Sprouted LentilsYou have to wash the lentils under cold running water twice a day, once in the morning and once in the evening.  Use the sieve for this. Always put back into the container and cover with kitchen roll. This process will take three to four days to complete. When ready place in a container with a lid and keep in the fridge. Graze on these, put into salads or use as a garnish on crackers.

Holy Moly Guacomole


There are many different ways to make guacamole.  This is by far the most popular version that I have arrived at.  By losing the raw garlic and onion as used in most other recipes, you reconnect with the dreaminess and subtly  of creamed avocado.  If you can’t get coriander then you can use mint or basil. You can also lose the tomato and you don’t have to peel it. I have only just started to peel the tomato (see  tips) as a matter of detail, but you must remove the seeds. Take time to cut the tomato and chilli.  You can achieve a certain level of knife skills and these are classic ways to practice. Keep the cuts even and the same size.

Not only the best fruit source of Vitamin E, avocados (despite being green) contain a wide variety of carotenoids. So as well as being delicious they are a powerhouse of the nutrients that help keep our cells young and our bodies cancer-free.


250g ripe avocado skinned and stoned
8g coriander
1 juicy lime
8g chives
1 red chili de-seeded and cut into small squares
1 tomato (skinned and de-seeded, optional)
1/4 teaspoon of Maldon sea-salt
50ml olive oil


Remove the stone and scoop out the avocado flesh from the skin and put into a bowl.

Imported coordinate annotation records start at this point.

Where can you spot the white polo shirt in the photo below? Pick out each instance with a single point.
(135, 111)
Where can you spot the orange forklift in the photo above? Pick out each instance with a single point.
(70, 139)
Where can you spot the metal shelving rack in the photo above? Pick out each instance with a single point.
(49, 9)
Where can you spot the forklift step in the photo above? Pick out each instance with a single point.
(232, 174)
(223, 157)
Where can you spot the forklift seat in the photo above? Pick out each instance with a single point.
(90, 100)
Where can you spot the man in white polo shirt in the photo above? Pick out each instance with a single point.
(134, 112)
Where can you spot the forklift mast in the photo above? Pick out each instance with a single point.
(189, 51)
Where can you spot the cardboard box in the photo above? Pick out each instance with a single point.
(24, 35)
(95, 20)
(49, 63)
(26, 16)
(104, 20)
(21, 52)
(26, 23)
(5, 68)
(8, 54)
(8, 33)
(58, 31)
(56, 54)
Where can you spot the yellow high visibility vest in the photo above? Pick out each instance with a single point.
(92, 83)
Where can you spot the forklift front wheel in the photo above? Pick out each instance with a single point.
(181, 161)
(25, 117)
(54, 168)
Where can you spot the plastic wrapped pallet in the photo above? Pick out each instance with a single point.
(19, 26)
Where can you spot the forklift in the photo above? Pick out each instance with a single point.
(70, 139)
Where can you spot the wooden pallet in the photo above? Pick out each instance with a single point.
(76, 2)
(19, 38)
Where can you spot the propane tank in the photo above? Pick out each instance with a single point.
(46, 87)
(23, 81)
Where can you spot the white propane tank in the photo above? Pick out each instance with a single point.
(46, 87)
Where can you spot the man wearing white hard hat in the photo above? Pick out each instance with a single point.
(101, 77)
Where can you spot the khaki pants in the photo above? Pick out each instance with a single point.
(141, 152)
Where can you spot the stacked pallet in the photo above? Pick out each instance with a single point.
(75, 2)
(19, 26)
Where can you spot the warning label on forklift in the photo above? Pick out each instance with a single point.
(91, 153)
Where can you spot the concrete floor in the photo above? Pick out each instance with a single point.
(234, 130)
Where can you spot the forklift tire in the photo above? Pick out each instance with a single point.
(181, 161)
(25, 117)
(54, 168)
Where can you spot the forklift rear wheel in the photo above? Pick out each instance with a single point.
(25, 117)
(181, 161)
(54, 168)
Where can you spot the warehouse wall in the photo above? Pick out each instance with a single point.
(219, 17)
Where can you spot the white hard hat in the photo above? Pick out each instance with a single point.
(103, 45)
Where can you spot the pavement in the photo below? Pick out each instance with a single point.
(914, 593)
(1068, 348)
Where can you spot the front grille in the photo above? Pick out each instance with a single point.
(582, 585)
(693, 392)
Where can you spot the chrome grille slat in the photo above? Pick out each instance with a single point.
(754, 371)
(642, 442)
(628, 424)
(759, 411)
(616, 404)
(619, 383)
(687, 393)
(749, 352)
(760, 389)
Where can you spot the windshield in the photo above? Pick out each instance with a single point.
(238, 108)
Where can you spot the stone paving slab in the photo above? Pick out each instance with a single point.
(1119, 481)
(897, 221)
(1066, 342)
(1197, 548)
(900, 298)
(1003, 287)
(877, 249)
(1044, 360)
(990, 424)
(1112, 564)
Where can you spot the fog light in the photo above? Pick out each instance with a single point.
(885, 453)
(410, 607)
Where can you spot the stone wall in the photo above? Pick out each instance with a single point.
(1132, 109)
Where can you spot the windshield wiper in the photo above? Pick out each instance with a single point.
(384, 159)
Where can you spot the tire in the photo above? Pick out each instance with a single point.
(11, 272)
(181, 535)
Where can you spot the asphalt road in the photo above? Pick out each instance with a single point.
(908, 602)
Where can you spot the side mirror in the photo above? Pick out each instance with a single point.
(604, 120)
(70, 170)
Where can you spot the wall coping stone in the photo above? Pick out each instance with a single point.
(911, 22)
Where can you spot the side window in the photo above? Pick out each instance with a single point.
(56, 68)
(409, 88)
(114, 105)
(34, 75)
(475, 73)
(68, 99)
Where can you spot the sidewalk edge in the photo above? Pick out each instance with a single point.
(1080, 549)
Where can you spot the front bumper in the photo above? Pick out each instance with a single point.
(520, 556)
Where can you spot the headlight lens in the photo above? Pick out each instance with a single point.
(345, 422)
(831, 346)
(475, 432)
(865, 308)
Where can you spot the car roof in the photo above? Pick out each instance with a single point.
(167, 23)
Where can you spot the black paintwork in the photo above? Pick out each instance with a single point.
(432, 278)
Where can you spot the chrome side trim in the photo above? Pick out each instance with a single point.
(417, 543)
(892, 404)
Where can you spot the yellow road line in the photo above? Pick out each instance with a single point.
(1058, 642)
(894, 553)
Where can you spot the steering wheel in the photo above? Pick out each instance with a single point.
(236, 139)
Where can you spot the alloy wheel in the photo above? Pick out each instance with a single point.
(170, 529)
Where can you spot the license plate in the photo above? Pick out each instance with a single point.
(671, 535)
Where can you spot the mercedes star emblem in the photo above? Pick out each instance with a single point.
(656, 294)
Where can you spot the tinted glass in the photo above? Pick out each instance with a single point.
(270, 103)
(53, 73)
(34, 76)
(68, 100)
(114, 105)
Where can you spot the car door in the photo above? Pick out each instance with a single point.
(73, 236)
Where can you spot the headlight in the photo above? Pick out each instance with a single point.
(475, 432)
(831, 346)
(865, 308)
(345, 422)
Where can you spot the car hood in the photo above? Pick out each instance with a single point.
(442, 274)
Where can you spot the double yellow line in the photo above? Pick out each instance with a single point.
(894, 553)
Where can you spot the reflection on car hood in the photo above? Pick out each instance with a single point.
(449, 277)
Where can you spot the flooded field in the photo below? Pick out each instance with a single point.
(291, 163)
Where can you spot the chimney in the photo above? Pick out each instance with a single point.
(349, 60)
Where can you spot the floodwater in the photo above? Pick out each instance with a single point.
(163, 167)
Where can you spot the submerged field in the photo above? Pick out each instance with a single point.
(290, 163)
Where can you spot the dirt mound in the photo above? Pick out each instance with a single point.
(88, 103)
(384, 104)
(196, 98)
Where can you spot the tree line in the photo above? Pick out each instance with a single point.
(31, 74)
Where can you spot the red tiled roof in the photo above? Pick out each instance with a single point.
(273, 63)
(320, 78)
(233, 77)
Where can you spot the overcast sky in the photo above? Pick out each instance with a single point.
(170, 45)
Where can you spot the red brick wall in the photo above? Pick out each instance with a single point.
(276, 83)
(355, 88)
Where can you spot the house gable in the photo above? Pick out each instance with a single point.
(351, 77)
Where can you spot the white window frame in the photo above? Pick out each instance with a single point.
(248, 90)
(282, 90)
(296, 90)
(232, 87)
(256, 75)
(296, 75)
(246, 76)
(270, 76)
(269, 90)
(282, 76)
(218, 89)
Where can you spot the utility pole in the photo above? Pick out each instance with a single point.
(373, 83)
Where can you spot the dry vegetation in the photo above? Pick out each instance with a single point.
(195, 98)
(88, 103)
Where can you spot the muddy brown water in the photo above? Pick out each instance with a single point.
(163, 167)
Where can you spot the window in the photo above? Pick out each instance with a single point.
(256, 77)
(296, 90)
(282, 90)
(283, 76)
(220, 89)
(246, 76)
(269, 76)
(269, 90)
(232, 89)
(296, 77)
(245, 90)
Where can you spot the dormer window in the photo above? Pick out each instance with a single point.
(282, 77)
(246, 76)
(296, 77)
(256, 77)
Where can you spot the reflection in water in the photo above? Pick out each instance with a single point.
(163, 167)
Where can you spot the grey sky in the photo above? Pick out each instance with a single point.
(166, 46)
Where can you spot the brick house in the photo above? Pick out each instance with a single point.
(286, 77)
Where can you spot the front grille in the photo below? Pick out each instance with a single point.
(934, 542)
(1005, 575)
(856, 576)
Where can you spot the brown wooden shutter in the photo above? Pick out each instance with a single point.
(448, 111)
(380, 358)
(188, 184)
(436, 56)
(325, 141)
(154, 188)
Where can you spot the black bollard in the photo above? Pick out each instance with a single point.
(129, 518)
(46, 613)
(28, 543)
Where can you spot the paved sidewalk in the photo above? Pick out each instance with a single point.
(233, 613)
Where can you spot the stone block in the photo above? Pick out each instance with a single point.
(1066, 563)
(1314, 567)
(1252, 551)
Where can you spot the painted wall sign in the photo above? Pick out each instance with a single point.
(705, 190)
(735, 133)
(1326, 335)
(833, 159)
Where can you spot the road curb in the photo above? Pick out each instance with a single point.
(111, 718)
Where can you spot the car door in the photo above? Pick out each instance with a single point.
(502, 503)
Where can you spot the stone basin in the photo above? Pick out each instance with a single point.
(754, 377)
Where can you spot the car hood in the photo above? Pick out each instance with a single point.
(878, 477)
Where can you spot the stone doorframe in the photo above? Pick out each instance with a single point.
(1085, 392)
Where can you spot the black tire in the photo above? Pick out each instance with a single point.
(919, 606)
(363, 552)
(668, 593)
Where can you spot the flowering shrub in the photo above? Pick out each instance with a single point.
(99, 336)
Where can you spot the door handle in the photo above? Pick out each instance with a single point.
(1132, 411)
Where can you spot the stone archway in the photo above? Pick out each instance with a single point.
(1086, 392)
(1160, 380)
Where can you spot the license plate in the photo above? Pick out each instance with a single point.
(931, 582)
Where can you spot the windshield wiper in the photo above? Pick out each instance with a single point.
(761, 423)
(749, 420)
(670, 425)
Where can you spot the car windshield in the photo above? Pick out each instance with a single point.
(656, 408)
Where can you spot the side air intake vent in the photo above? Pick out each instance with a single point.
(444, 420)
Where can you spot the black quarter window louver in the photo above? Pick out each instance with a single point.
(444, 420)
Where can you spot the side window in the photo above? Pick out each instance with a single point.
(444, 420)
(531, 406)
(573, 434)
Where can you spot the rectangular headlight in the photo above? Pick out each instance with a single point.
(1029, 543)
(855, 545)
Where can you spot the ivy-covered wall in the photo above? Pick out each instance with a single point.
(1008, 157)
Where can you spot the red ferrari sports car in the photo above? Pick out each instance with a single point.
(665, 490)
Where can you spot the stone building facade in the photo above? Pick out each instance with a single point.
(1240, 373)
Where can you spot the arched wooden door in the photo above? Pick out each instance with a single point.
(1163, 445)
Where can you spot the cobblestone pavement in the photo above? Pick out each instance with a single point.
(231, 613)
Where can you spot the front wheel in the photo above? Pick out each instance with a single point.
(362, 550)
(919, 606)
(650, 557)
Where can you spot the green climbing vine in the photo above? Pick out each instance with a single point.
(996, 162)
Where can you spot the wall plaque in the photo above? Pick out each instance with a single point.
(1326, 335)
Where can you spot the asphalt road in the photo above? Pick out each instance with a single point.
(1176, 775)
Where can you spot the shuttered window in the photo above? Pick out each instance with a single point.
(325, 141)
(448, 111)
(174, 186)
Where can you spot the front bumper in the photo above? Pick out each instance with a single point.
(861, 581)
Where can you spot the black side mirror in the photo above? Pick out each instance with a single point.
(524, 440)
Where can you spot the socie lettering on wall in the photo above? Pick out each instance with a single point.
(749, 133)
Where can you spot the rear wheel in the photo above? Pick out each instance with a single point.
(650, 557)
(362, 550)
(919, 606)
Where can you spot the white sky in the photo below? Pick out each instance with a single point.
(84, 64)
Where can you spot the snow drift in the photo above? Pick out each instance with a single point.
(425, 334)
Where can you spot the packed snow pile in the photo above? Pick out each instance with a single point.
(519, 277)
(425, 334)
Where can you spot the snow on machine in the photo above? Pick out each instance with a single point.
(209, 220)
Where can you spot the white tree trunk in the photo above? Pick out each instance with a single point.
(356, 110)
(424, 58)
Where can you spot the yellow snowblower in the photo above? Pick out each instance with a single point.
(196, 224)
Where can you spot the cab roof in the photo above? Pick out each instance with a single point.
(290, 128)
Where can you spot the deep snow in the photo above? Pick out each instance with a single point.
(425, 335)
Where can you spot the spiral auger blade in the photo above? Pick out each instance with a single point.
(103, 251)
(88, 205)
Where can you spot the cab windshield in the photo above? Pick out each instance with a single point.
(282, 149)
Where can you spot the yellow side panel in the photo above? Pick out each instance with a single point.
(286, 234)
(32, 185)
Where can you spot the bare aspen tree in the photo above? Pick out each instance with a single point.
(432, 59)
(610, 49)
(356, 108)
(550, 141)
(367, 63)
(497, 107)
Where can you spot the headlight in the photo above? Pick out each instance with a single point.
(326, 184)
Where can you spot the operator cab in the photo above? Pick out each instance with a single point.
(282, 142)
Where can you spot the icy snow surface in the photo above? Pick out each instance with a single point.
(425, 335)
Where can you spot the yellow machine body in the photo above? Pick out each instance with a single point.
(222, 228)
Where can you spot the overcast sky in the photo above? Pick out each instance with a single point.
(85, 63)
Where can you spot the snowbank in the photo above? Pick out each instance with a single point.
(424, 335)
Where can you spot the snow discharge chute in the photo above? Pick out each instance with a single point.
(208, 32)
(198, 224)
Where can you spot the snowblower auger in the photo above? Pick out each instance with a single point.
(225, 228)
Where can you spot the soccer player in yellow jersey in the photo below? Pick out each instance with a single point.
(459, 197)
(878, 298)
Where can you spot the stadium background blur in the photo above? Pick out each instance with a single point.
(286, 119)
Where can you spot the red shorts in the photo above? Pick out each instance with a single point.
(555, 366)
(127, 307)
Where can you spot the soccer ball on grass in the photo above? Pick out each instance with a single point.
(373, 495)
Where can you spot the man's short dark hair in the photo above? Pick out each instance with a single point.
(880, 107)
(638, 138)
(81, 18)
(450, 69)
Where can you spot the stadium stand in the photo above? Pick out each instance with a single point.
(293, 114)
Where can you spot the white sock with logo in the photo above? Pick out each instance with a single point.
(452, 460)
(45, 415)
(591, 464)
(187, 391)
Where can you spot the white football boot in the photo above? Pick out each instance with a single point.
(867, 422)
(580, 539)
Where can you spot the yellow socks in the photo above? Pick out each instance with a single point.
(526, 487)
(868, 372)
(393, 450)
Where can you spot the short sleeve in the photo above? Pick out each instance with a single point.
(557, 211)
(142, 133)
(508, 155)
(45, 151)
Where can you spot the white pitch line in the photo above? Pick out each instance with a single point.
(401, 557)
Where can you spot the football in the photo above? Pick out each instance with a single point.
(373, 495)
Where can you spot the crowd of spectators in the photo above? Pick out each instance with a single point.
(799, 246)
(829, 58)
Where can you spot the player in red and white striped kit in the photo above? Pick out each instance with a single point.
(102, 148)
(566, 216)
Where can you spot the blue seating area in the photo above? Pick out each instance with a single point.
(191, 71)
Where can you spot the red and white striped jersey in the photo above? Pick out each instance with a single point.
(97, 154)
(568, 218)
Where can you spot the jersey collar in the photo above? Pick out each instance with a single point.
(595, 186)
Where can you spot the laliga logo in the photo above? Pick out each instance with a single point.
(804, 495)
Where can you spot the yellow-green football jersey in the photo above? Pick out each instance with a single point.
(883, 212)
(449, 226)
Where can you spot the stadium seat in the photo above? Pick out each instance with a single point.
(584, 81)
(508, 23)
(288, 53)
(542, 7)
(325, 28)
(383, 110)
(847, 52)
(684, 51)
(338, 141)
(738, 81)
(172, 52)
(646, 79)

Skin, de-seed and cut the tomato into small squares. Finely chop the chives and coriander, squeeze the lime,  then add the olive oil and other ingredients to the mix. Preferably use a glass or plastic bowl and a silicon spatula or a wooden spoon (Not using metal slows down the oxidization process which happens quickly with avocados)

Gently start breaking up the avocado by gently mashing the bigger pieces down. Then gently keep turning the mix over, breaking down and turning. It will start coming together and going creamy. Taste for seasoning when you have the required consistency,  I like it to have some texture and not be completely smooth.